Asked about Christian voters in the election, Bush promised to be president for all Americans, pointedly including those who "choose not to worship."
"I will be your president regardless of your faith," he said. "No president should ever try to impose religion on our society."
Bush's ecumenical caution didn't sit well with some evangelicals. "The president could have paused to thank all those good people who poured in and gave him power again," James Dobson, founder of Focus on the Family, told U.S. News & World Report. "The GOP has been given four years to deliver on marriage and life and family, and if they fumble it ... (we'll) stay home next time."
Karl Rove, Bush's chief political strategist, devised the winning campaign strategy to identify conservative Christians who didn't vote in 2000 and persuade them to cast ballots this year. Within days of his boss's triumph, Rove appeared reluctant to give them too much credit.
"This was a broad, grass-roots-oriented victory in which the president made a compelling case to the American people, and they responded well," Rove said. "We're in the debt of the American people. Victory has many fathers, and the normal procedure after an election is that everybody claims responsibility for the victory. That's fine - that's the way it works."

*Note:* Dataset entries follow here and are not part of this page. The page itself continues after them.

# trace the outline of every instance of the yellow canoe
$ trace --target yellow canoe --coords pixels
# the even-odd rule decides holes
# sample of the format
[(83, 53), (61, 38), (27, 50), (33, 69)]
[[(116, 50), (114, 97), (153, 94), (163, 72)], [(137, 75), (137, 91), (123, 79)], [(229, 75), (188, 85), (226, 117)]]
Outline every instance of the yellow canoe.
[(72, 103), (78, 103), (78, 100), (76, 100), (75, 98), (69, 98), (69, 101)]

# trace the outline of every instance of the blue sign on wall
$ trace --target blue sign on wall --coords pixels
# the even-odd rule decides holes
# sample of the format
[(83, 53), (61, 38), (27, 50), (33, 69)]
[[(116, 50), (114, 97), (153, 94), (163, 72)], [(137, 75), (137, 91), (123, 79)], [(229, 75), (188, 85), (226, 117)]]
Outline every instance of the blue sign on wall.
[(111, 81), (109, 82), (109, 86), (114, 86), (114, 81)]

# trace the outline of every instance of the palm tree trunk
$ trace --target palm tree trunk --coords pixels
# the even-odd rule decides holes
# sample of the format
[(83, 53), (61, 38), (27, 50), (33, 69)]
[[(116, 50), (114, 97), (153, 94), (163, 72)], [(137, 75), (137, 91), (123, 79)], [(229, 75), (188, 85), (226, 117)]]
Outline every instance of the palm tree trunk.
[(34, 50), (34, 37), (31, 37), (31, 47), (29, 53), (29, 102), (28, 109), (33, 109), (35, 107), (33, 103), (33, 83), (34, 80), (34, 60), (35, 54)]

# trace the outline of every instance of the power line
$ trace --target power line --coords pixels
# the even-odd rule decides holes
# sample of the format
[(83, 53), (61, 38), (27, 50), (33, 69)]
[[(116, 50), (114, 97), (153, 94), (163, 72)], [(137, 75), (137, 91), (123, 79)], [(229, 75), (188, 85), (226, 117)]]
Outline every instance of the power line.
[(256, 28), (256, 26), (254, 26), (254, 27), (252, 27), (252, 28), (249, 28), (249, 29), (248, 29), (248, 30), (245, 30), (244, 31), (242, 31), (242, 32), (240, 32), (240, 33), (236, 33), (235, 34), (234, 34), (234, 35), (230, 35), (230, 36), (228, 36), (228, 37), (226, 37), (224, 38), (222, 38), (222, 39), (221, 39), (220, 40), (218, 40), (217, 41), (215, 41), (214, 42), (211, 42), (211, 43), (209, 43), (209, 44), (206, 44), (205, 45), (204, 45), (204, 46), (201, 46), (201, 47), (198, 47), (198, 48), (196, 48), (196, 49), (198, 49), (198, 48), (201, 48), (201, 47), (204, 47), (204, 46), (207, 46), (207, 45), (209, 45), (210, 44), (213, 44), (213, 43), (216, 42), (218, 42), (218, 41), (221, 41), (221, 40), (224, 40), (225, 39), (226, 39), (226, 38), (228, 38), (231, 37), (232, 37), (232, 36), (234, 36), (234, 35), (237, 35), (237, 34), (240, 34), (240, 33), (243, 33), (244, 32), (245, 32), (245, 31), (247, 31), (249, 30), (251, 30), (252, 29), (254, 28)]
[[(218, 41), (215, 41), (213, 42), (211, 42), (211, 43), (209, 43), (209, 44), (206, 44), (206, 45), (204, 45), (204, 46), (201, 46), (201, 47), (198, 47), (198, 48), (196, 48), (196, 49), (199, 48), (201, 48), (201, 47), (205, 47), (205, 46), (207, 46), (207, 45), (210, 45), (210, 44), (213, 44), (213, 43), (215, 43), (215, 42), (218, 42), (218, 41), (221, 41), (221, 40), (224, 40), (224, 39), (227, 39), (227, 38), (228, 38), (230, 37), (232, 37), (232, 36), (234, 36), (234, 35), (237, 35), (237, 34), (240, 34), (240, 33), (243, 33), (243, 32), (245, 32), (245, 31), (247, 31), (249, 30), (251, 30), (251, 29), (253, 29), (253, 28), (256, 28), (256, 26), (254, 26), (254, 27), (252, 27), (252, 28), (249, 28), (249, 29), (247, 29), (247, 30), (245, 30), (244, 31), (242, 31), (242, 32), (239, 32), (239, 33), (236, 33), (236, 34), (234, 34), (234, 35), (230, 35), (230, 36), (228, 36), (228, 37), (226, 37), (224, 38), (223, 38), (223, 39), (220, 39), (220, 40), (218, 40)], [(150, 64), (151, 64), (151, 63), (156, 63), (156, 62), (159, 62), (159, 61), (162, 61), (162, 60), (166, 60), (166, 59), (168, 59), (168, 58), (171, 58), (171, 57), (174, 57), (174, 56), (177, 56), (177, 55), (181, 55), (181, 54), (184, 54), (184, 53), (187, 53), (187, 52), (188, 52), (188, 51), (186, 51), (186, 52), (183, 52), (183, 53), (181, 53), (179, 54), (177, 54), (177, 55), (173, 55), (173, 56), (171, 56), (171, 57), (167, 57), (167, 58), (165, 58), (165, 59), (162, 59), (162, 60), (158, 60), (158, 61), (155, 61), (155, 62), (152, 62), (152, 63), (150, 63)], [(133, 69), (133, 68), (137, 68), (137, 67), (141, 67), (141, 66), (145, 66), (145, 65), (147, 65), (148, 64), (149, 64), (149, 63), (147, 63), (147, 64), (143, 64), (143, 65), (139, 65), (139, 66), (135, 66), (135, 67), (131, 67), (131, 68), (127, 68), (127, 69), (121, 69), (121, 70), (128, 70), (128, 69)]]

The problem for Rove and Bush is that the Christian Right has been led to believe by this White House that they are the reason Bush was elected this year. When you go into churches and make appeals for election based on morality, and then walk away from actively pushing those issues, you have created a chasm of trust for the GOP that will be very difficult to overcome any time soon. As such, any attempt by Rove to walk away from actively pushing their issues will lead to fractures within the GOP.
Again, the best thing the Democrats can do while Rove deals with the Genie he has let out of the bottle is to build alliances with moderates in both parties, point out the extremism of those on the Christian Right and the GOP they now control, and then sit back and watch Rove backpedal for his life.